Last Friday, there was a pair of NVIDIA option straddle trades with a combined value exceeding $1 billion: $NVDA 20240517 550.0 CALL$ and $NVDA 20240517 550.0 PUT$ , which caused panic among observers. Based on the strike prices, this implied a potential 27% decline in NVIDIA's stock price. Typically, such combinations are used to establish straddle strategies, but the high trade price for the call option might have raised concerns, as it leaned towards a sell stance. However, in the deep-in-the-money options market and with complex option combinations, deviations from theoretical prices due to liquidity factors are quite common. I suggest not reading too much into the implications of deep-in-the-money trades, as they often serve more of a tool-like purpose, with a bias towards the long side.
A more meaningful straddle trade involved the $NVDA 20240517 760.0 CALL$ and $NVDA 20240517 760.0 PUT$ . Whether at low or high levels, as long as the amplitude is large enough, the at-the-money straddle strategy is well-suited. I see no issue with this strategy, and as long as NVIDIA's stock price rises above $840 or falls below $680, it can be profitable, offering a better risk-reward profile compared to outright directional bets.

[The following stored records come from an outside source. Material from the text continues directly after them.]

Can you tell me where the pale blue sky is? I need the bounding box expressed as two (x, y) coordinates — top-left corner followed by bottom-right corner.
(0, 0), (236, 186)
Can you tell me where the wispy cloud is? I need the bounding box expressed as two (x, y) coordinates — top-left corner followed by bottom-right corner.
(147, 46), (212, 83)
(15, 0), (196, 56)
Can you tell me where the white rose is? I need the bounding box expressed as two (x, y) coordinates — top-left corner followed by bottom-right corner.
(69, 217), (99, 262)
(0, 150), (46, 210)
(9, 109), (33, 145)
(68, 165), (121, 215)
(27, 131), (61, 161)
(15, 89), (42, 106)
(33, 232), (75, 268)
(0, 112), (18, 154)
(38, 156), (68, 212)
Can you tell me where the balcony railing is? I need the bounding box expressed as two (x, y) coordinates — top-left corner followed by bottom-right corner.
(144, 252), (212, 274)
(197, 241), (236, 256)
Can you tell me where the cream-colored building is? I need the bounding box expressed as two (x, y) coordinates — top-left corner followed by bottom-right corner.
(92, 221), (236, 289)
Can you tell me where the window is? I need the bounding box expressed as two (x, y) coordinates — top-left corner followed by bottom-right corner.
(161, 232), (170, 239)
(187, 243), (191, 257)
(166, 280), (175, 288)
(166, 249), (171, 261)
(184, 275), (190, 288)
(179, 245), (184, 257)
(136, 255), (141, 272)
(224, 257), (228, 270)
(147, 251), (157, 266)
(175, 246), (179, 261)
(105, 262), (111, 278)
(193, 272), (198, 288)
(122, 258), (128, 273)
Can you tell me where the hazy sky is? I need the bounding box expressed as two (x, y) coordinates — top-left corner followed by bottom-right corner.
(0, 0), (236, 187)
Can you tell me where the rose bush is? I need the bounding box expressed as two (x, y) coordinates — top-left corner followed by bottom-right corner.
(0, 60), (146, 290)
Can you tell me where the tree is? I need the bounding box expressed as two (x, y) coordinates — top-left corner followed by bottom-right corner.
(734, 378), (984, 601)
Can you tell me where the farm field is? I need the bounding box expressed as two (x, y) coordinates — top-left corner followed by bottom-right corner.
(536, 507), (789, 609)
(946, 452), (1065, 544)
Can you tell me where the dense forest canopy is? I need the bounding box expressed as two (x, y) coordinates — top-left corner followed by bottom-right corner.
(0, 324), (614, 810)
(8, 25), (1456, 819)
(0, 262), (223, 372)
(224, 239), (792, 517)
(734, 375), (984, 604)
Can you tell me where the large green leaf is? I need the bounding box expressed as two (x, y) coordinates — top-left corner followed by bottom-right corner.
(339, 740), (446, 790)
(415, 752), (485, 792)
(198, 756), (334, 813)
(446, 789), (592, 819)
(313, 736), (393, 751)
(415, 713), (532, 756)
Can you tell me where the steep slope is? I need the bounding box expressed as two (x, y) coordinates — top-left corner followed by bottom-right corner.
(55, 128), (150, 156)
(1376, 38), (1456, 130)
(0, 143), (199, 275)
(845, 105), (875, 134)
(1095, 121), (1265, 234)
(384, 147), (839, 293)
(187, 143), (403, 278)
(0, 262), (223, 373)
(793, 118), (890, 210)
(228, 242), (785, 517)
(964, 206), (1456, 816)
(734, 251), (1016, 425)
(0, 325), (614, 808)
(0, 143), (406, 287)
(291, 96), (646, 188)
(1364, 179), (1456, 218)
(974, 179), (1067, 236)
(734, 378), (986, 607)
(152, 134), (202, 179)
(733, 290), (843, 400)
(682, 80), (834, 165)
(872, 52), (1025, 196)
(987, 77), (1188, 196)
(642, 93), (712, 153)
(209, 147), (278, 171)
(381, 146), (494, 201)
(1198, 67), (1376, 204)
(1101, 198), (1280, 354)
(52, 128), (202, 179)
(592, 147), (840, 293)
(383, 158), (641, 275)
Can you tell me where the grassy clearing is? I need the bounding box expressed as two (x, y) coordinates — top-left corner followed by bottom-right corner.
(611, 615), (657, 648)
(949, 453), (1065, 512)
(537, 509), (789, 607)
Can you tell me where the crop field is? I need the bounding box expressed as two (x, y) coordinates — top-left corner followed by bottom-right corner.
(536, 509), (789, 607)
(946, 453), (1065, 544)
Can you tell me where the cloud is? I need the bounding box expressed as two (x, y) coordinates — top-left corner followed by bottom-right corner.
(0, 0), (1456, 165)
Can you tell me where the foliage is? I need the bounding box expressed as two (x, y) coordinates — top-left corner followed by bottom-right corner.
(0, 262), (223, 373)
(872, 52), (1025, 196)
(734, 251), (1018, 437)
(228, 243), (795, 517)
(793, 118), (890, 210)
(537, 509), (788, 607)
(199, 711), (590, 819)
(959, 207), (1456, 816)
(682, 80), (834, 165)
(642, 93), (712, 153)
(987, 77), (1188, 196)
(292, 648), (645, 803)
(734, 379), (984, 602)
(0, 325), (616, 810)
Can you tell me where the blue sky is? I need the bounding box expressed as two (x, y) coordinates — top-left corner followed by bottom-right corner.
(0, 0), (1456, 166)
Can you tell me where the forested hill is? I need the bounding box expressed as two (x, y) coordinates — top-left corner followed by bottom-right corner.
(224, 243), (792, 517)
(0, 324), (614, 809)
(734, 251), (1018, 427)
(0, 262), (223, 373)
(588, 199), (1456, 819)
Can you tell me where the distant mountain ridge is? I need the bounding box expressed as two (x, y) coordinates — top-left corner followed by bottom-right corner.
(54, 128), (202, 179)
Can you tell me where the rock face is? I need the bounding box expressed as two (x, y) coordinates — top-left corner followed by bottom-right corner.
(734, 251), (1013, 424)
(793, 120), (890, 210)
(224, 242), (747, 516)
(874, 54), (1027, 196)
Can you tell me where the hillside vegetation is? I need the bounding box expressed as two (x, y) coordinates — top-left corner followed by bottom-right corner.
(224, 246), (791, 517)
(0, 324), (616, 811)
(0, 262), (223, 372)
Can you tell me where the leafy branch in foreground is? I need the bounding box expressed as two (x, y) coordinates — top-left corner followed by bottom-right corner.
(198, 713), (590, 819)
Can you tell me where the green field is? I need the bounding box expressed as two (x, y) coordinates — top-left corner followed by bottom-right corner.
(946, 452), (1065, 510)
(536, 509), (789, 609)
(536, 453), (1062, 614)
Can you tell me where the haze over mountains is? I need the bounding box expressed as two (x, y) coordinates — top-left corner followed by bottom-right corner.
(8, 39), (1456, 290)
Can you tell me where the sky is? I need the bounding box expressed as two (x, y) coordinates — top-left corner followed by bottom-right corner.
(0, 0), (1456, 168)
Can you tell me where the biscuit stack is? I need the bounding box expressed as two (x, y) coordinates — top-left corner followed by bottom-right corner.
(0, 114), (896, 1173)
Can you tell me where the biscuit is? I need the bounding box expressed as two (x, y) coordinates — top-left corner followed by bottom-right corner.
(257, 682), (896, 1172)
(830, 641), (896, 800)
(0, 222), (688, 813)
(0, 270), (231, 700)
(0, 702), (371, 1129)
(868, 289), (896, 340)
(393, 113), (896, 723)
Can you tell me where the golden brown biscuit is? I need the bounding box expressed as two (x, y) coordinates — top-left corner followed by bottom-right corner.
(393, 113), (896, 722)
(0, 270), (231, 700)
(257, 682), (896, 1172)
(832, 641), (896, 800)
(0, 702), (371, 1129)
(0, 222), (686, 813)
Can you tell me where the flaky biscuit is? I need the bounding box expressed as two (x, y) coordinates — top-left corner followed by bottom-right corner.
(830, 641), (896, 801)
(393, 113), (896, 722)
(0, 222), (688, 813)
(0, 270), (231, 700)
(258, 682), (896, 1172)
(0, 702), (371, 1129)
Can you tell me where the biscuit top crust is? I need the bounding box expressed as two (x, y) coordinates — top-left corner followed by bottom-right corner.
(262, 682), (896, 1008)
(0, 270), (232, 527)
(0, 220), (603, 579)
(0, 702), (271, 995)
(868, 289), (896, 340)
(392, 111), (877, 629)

One trade I'm not particularly enthusiastic about is the sale of $NVDA 20240621 1100.0 CALL$ options. There are two possible reasons: either the seller believes that the recent pullback has severely dented NVIDIA's momentum, making it difficult to reach $1100 before the June 21st expiration, leading them to sell calls; or the seller holds NVIDIA stock and is selling calls to generate income as a hedging strategy.
Selling calls at low levels is a strategy where the directional view is correct but leaves a bitter taste. Indeed, it's unlikely that NVIDIA's stock price will breach $1100 before the June 21st expiration. However, would the seller feel satisfied if the stock price stalls at $1099? Clearly not – they would likely feel that they sold too early or at a loss. Remember, it's best to avoid selling call options at low levels unless it's part of a put-selling cycle trade.
In summary, my trading approach for this week is as follows: I expect NVIDIA's stock price to rise above $800 but face resistance around $840. Although I have this view, I do not recommend aggressive bullish strategies like buying far out-of-the-money calls. Instead, consider buying on dips or selling puts on dips. Selling the $NVDA 20240426 750.0 PUT$ at $750 is a relatively safe put-selling level, while the $NVDA 20240426 700.0 PUT at $700 is even safer. However, I also do not recommend selling calls, unless you were selling puts last week to initiate long stock positions and now want to sell some calls to book profits. In that case, consider selling the $NVDA 20240426 850.0 CALL$ with a $850 strike price.
Disclaimer: Investing carries risk. This is not financial advice. The above content should not be regarded as an offer, recommendation, or solicitation on acquiring or disposing of any financial products, any associated discussions, comments, or posts by author or other users should not be considered as such either. It is solely for general information purpose only, which does not consider your own investment objectives, financial situations or needs. TTM assumes no responsibility or warranty for the accuracy and completeness of the information, investors should do their own research and may seek professional advice before investing.